A onda de calor que atingiu diversas regiões do Brasil entre 13 e 19 de novembro foi de 1°C a 4°C mais quente do que teria sido no passado. Apesar de variações naturais do clima ao longo das décadas, a emissão de gases de efeito estufa pode ter agravado os efeitos do evento, oitavo do ano e que registrou o recorde de temperatura do país, com 44,8°C em Araçuaí (MG).
É o que aponta um relatório da ClimaMeter, plataforma desenvolvida pela equipe do laboratório de ciências do clima e do ambiente na Universidade Paris-Saclay, na França. Hoje, integram o grupo cientistas de diversas universidades europeias. O projeto é experimental, e se propõe a analisar, de forma ágil, eventos extremos logo após as ocorrências, como a onda que terminou no último domingo.
A análise da ClimaMeter mostra que, além de mais quentes, as ondas de calor têm ficado mais secas e com menos vento, e a isto se soma um aumento na pressão atmosférica. Vale ressaltar que o tempo mais quente e seco reforça zonas de alta pressão como a da onda recente, que impediu a aproximação de frentes frias com umidade e chuvas.
Ainda, a ocorrência de tem sido mais frequente em novembro do que em outubro e dezembro. A análise se concentrou nas cidades de São Paulo, Rio de Janeiro e Corumbá (MT), e usa como parâmetros para comparação os eventos atuais, de 2001 a 2022, e os do passado, de 1979 a 2000. A escolha do ano inicial é por causa da ampliação do monitoramento de variáveis climáticas por satélite.
Segundo o relatório, variações naturais de temperatura dos oceanos também podem ter influenciado a intensidade do calorão, como as oscilações decadal do Pacífico e multidecadal do Atlântico. Isso porque afetam a pressão atmosférica, o que gera ciclones ou anticiclones caso da onda de calor.
Para apontar o impacto humano, são utilizados os dados de temperatura, chuva e vento. “A variabilidade natural guia os padrões de pressão atmosférica, que são a base da onda de calor”, diz o pesquisador Davide Faranda, do Conselho Nacional de Pesquisa Científica da França, que lidera a ClimaMeter.
“Basicamente, a temperatura está mais alta por causa da maior concentração de CO2 na atmosfera.
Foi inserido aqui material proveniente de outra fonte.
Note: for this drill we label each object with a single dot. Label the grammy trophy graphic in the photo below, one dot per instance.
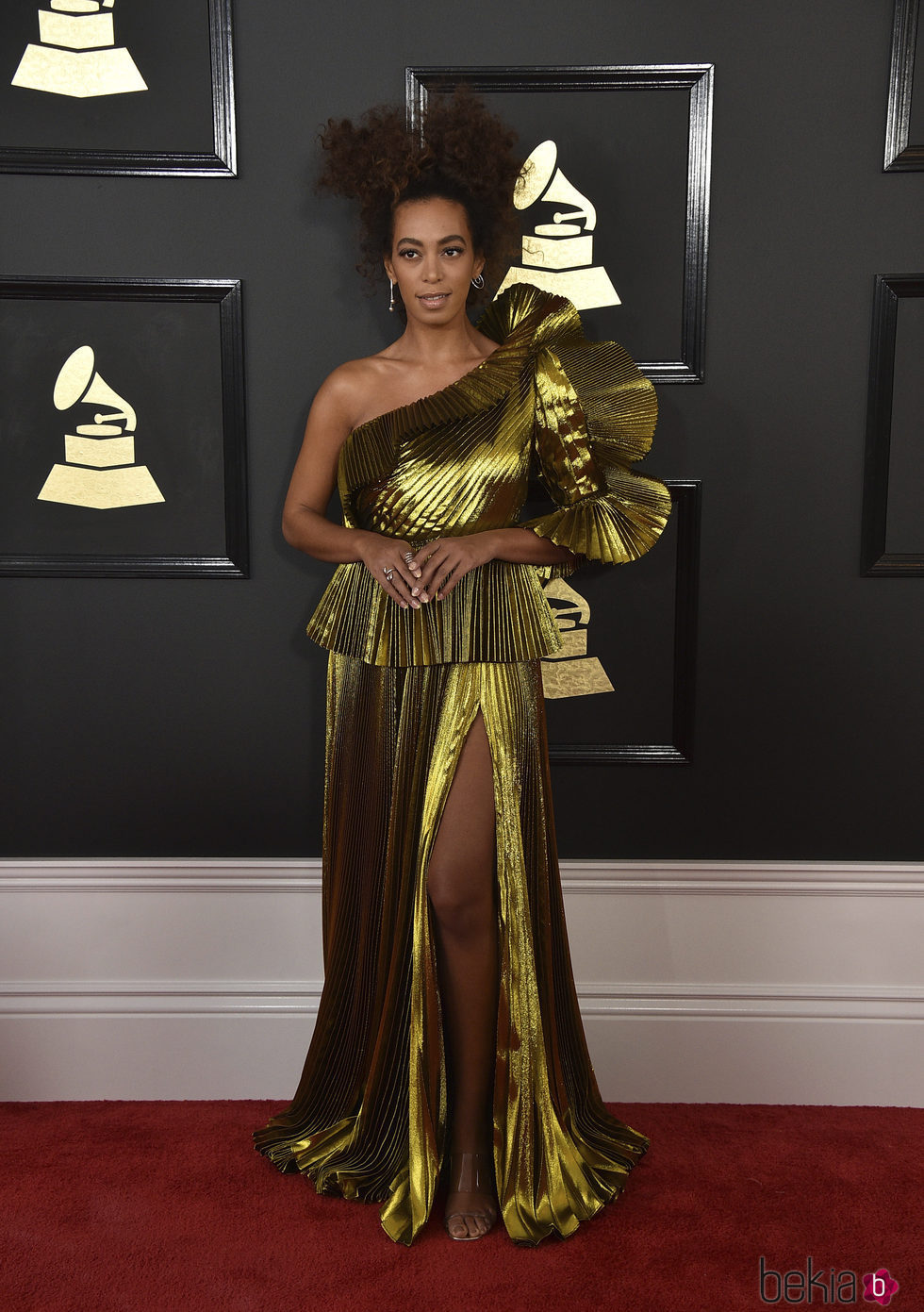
(100, 470)
(558, 256)
(76, 53)
(571, 672)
Nessas ondas experimentamos temperaturas mais altas e o efeito combinado de menos chuva, porque há mais pressão nessa área com a mudança climática.”
Segundo o relatório, a análise está alinhada com previsões do relatório de 2021 do IPCC (sigla em inglês para Painel Intergovernamental de Mudança do Clima da ONU), que aponta o aumento de frequência e intensidade de ondas de calor sobre a América do Sul, com exposição de populações urbanas a calor extremo.
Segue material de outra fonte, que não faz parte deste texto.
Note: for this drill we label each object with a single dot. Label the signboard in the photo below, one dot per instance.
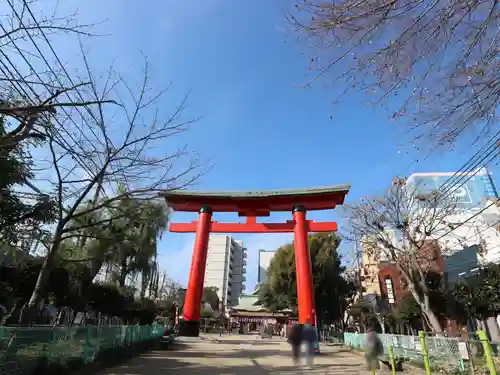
(469, 190)
(390, 291)
(249, 319)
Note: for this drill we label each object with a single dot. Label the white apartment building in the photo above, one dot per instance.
(265, 258)
(226, 268)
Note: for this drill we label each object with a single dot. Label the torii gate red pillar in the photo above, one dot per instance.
(191, 314)
(305, 287)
Os problemas de áreas densamente urbanizadas, especialmente as periféricas, como favelas, evidenciaram o impacto desigual da onda de calor. Em São Paulo, manifestantes bloquearam vias em protesto contra a falta de luz. E a maior favela do Rio de Janeiro, a Rocinha, ficou ao menos dez dias sem energia elétrica, obrigando moradores a buscar água em fontes naturais no alto do morro.
Como eventos extremos tendem a ser mais frequentes e intensos, diz Faranda, é preciso adaptar a geografia das cidades e a capacidade de ajuda a quem está mais vulnerável a esses eventos.
“Isso é parte importante da história. Essa onda de calor afetou as pessoas de formas diferentes de acordo com classe social e econômica. A hora de agir é agora.”
Há uma diferença anunciada pelo grupo no estudo em relação à metodologia. Particularmente, Faranda evita falar em atribuição, ciência que busca determinar a influência da atividade humana em eventos climáticos extremos, e diz que a ClimaMeter não trabalha com modelagem.
“Quando se fala em atribuição, você tem um só ator. O que queremos é ver as influências mútuas da variabilidade natural com a mudança climática causada por humanos”, afirma o pesquisador.
Assim, de acordo com Faranda, a variabilidade não é excluída dos estudos. “Acreditamos que, neste curto período de tempo, o que podemos fazer é verificar os papeis mútuos de variabilidade e ação humana, sem vetores que apontem 100% em uma ou outra direção.”